Written by a distinguished member of the Institute for Pataphysical Research, the University of Muri

In a recent piece for the New York Times, Stanley Fish dubbed himself "The Last Professor." Academia, he bemoans, is not what it used to be. The tenured professor is by now a rare breed, overrun by a horde of adjuncts. The pure spirit of the humanities dwindles, while the instrumental rationalism of more "practical" disciplines triumphs. It is as if (and here his argument is only implicit) the whole edifice of western civilization rests upon the shoulders of those distinguished professors with their six figures annual salary.

What Fish and Co. fail to understand is that this is by no means the end; it is just a new beginning. After two hundred years in which the academic system reigned supreme, we are witnessing today the slow but steady rise of an intellectual underclass. The prototype of this new class may indeed be the adjunct professor, who gets paid "by the pound" for each class that he teaches, but next to him stand strong a whole array of intellectuals that cannot find (or do not care for) a privileged place within the university system. This intellectual underclass, toiling in the sweatshops of spirit, is about to mount a silent revolution. It is from the ranks of the gritty intellectual underclass, and not the moribund intellectual bourgeoisie, that the true thinkers of the new century will rise.

We are looking for neither a party nor a union to represent the intellectual underclass, in an attempt to get a more lucrative salary or better benefits. This is certainly important, but it is far from being the main problem that the intellectual underclass is facing today. In a much more elementary level, what we need is first and foremost a true consciousness that we exist. Then we also need to start feeling pride in our existence, conviction in our integrity, and confidence about our potential power. We are neither outcasts, nor victims, nor exceptions. We (are about to become the new) rule. The academy is like a dam that was designed to contain the critical mass of the intelligentsia, making sure that it will not overflow. But today this dam is full of cracks, and the water begins to flood the valley that was kept artificially dry for too long.

One of the crucial things that Marx remained blind to (which is usually true about most thinkers) was his own predicament. Living in abject poverty in a small London flat while working in the British Library, he was not the bourgeois that he sometimes pretended to be. He was also not a proletarian, because reading, thinking, and writing cannot be considered (at least in Arendt's eyes) as labor. Rather, Marx was one of the founding fathers of the intellectual underclass.

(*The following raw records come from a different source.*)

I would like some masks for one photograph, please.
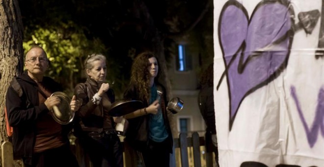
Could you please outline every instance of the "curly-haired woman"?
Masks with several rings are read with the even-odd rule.
[[[130,84],[124,93],[125,99],[140,100],[145,106],[125,115],[129,125],[125,140],[137,151],[146,167],[169,167],[172,151],[166,91],[158,82],[159,66],[152,53],[138,55],[132,66]]]

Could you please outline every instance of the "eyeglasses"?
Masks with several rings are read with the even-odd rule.
[[[40,62],[44,62],[47,61],[48,59],[44,57],[38,57],[38,61]],[[37,60],[37,57],[31,57],[30,59],[27,60],[26,61],[30,61],[32,63],[34,63],[36,62],[36,61]]]

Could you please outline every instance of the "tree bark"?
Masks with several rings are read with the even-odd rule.
[[[23,70],[23,23],[17,0],[0,0],[0,141],[9,140],[4,109],[13,77]]]

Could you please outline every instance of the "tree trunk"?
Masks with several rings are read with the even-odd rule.
[[[0,141],[8,141],[4,108],[10,82],[23,70],[23,23],[17,0],[0,0]]]

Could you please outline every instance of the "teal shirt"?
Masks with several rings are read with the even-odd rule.
[[[149,138],[155,142],[162,142],[166,139],[168,134],[165,128],[161,108],[161,98],[158,94],[155,84],[151,88],[150,105],[157,99],[159,99],[160,107],[156,114],[150,114],[149,121]],[[163,97],[162,97],[163,98]]]

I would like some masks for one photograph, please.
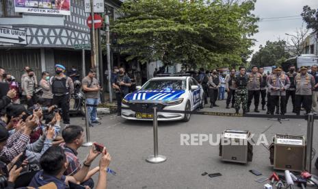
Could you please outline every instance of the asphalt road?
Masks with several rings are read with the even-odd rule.
[[[205,108],[204,111],[234,112],[225,109],[225,101],[217,101],[220,108]],[[254,105],[251,110],[254,109]],[[291,107],[287,112],[291,111]],[[261,111],[260,114],[265,114]],[[306,135],[307,123],[293,119],[280,123],[266,118],[235,118],[192,115],[187,123],[181,121],[159,123],[159,153],[165,155],[165,162],[153,164],[145,159],[153,154],[153,123],[129,121],[114,114],[102,116],[101,125],[90,129],[92,141],[104,144],[112,157],[110,168],[117,175],[108,175],[108,188],[263,188],[267,182],[259,184],[259,177],[248,171],[256,169],[268,177],[274,171],[269,162],[269,153],[263,146],[254,147],[254,157],[248,164],[222,162],[219,147],[209,142],[202,145],[181,145],[181,134],[222,134],[226,129],[249,130],[257,140],[265,134],[268,141],[275,134]],[[81,118],[71,119],[72,124],[84,125]],[[313,147],[318,149],[317,123],[315,123]],[[215,141],[215,139],[213,139]],[[79,149],[83,160],[88,149]],[[313,173],[318,175],[314,168],[317,155],[313,161]],[[98,165],[98,160],[94,162]],[[204,172],[221,173],[222,177],[210,178],[201,176]],[[283,174],[283,172],[278,171]],[[97,181],[97,175],[94,177]]]

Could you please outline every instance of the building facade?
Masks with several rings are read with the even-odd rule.
[[[75,50],[74,46],[90,43],[90,30],[86,25],[89,13],[84,12],[83,0],[70,0],[69,3],[69,15],[56,15],[16,12],[16,1],[0,1],[0,27],[27,32],[26,45],[4,43],[0,39],[0,66],[7,73],[20,81],[23,67],[29,66],[35,71],[39,79],[41,72],[53,73],[54,65],[59,63],[67,69],[74,66],[81,73],[81,51]],[[119,0],[106,1],[105,13],[111,18],[116,18],[116,9],[121,3]],[[86,68],[90,65],[90,51],[86,51]],[[107,65],[105,60],[105,58],[103,64]]]

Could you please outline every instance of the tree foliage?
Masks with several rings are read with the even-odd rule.
[[[129,47],[127,60],[161,60],[189,67],[246,62],[257,32],[254,1],[127,0],[111,30]]]
[[[265,46],[260,45],[259,51],[253,54],[250,61],[251,66],[258,67],[281,66],[290,54],[285,52],[286,41],[267,41]]]
[[[307,29],[312,29],[314,32],[318,32],[318,10],[311,9],[308,5],[303,8],[302,12],[303,20],[307,24]]]

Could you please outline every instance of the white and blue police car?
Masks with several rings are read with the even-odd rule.
[[[153,120],[153,106],[158,110],[192,111],[203,108],[203,89],[189,76],[155,77],[122,101],[122,117],[129,120]],[[189,121],[191,114],[157,113],[158,121]]]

During a meeting of Cornell's literature department to decide the fate of Nabokov's tenure, one of the professors objected by saying that allowing a writer to be a part of a literature department is not unlike letting an elephant to be a zookeeper. This is to prove that established professors could still have a good insight once in a while. Indeed: professors are zookeepers, keeping in orderly cages specimens of untamed life for all to look at from a safe distance.

In a recent article in Haaretz, Yitzhak Laor writes about one of his repeated nightmares, in which "professor Benjamin eventually managed to move to Israel, to get his tenure, to become an average schemer, and to refuse to accept an Arab student to his department, even though such an acceptance was the student's only way to enter the country." With this in mind, he confesses that he cannot help but muse "how beautiful the suicide on the French-Spanish border seems at times."

4 comments:

Anonymous said...

Could you provide a link to the Laor article? Thanks

Anonymous said...

"We are looking for neither a party nor a union to represent the intellectual underclass, in an attempt to get a more lucrative salary or better benefits."

This is not true. We are looking for a union.

Kuba said...

god, please oh please nobody put forward the 'blogosphere' as the realm of the new intellectual underclass.

Anonymous said...

The blogosphere is much more akin to the university system than an underclass' tool. If we pursue blogging as the means we'll eventually have tenure in the form of popular/money making/linked-to blogs and censorship when those authors ever get together in groups.